I don't which episode was worse: the one featuring little kids with the thousand-dollar dresses and Southern moms parading their kewpie doll daughters across runways while they wipe tears from their unmade up eyes. Maybe it was just this episode, but it seemed as though the more ornate and sexual the child's appearance and demeanor, the more plain and unkempt the mother's appearance.
Now I am now writing about good ol' soccer moms with mom jeans and Gap t-shirts; I am talking about women who look like they do not even pass a brush over their hair or look in a mirror in the course of a week, but slavishly fuss over every sequin, eyelash, and hair extension on their child. Moms who had black roots under the most bleached out hair and triple X bodies (in size not adult content) who were rubbing glue sticks on their daughter's chest because the little one didn't have an actual chest to keep their sexually precocious dress from falling down.
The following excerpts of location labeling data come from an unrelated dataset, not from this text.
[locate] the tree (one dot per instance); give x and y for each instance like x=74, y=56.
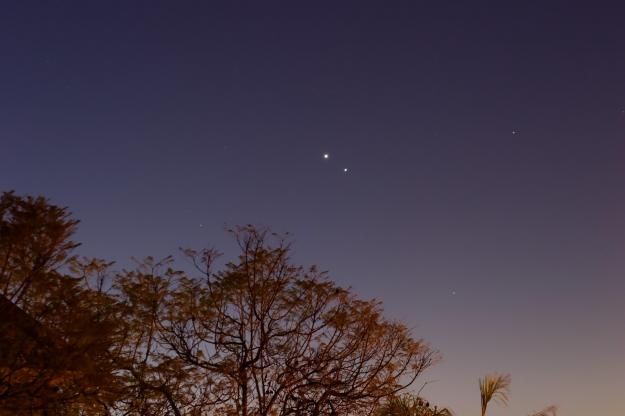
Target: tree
x=408, y=405
x=547, y=411
x=271, y=338
x=55, y=353
x=497, y=387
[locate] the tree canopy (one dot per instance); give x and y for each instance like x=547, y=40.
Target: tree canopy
x=258, y=336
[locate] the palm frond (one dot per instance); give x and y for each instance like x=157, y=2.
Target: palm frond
x=494, y=387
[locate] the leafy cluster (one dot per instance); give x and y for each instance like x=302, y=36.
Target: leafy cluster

The next show featured mother and daughter competitions, with Dad's helping to choreograph dance routines using kitchen chairs and camo hats. (Every Dad featured had a mullet or a ponytail and some form of camo.) The children walked liked they were made of porcelain and their mouths were frozen in smiles. The moms were getting botox and squeezing into gowns they once wore 30 pounds and/or 30 years ago.
Hard to say which was more jaw-dropping or troubling, the intensity of the moms who had completely let their own self images plummet into the basement in order to micromanage every fake hair on their daughters' heads, or the moms getting their lips botoxed and squeezing themselves into gowns last worn 20 years/10 pounds ago.
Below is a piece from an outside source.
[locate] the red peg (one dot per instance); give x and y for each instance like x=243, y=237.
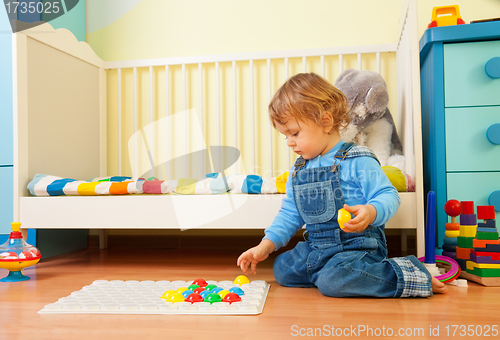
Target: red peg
x=453, y=209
At the risk of being tarred and feathered, I have to say that it brings up some of the most unpleasant aspects of living in the South - not that all these people were from the South, but it was a definite culture prevalent there at many levels and in many forms.
I know that this sounds like a very east coast putdown. And I am painfully aware that this beauty pageants are just a more disturbing level of the more popular culture of pressuring kids to compete in sports, academics, and college placements.
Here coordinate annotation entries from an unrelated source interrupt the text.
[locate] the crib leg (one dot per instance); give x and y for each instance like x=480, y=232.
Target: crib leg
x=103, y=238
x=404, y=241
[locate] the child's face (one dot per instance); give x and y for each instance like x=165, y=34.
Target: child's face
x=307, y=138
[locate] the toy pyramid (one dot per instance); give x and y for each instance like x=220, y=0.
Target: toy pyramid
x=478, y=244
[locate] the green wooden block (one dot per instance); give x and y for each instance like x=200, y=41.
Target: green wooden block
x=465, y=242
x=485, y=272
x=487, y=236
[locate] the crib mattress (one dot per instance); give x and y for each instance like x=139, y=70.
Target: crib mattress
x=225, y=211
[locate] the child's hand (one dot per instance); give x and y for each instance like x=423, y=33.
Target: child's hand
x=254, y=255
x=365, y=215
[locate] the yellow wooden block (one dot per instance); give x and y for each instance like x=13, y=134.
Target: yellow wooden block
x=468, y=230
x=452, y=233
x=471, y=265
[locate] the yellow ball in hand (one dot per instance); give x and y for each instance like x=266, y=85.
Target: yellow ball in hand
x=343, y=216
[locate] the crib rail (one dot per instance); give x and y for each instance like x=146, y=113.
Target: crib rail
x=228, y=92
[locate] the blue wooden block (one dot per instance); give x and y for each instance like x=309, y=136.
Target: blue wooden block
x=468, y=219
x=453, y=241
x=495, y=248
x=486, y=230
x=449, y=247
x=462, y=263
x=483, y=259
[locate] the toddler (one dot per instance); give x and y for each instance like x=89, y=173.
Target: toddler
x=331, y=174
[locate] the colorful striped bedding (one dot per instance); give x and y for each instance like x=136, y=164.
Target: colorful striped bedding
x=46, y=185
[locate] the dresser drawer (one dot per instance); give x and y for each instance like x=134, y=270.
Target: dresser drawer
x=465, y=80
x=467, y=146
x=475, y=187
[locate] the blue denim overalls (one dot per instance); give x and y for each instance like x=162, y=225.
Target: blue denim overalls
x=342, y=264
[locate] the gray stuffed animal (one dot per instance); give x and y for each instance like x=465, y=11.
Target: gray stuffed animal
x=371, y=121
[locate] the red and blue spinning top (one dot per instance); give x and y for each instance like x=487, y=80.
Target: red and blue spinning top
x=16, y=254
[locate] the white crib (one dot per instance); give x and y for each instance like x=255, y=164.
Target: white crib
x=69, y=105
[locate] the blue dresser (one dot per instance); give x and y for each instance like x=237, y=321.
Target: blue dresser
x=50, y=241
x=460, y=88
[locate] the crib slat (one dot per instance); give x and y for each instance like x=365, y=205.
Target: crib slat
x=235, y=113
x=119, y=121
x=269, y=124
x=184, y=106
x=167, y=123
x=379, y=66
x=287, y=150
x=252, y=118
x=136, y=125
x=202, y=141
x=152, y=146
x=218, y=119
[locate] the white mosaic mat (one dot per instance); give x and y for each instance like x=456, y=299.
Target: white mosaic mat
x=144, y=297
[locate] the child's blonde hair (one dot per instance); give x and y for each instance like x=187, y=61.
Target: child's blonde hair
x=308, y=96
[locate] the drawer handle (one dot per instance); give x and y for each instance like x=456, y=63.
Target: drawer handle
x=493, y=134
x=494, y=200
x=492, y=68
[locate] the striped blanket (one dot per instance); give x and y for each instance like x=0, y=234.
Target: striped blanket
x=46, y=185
And while I want to grab some of my kids' friends and tell them to slow down and take a couple weeks off from the pre-college classes, college boards prep, volunteer activities, and athletic camps to just sit in the sun and throw each other in the pool, at least I have never had to shudder at hearing one of their moms tell them that when they are walking down the runway in front of the judges to be sure to put put "some brass in their ass".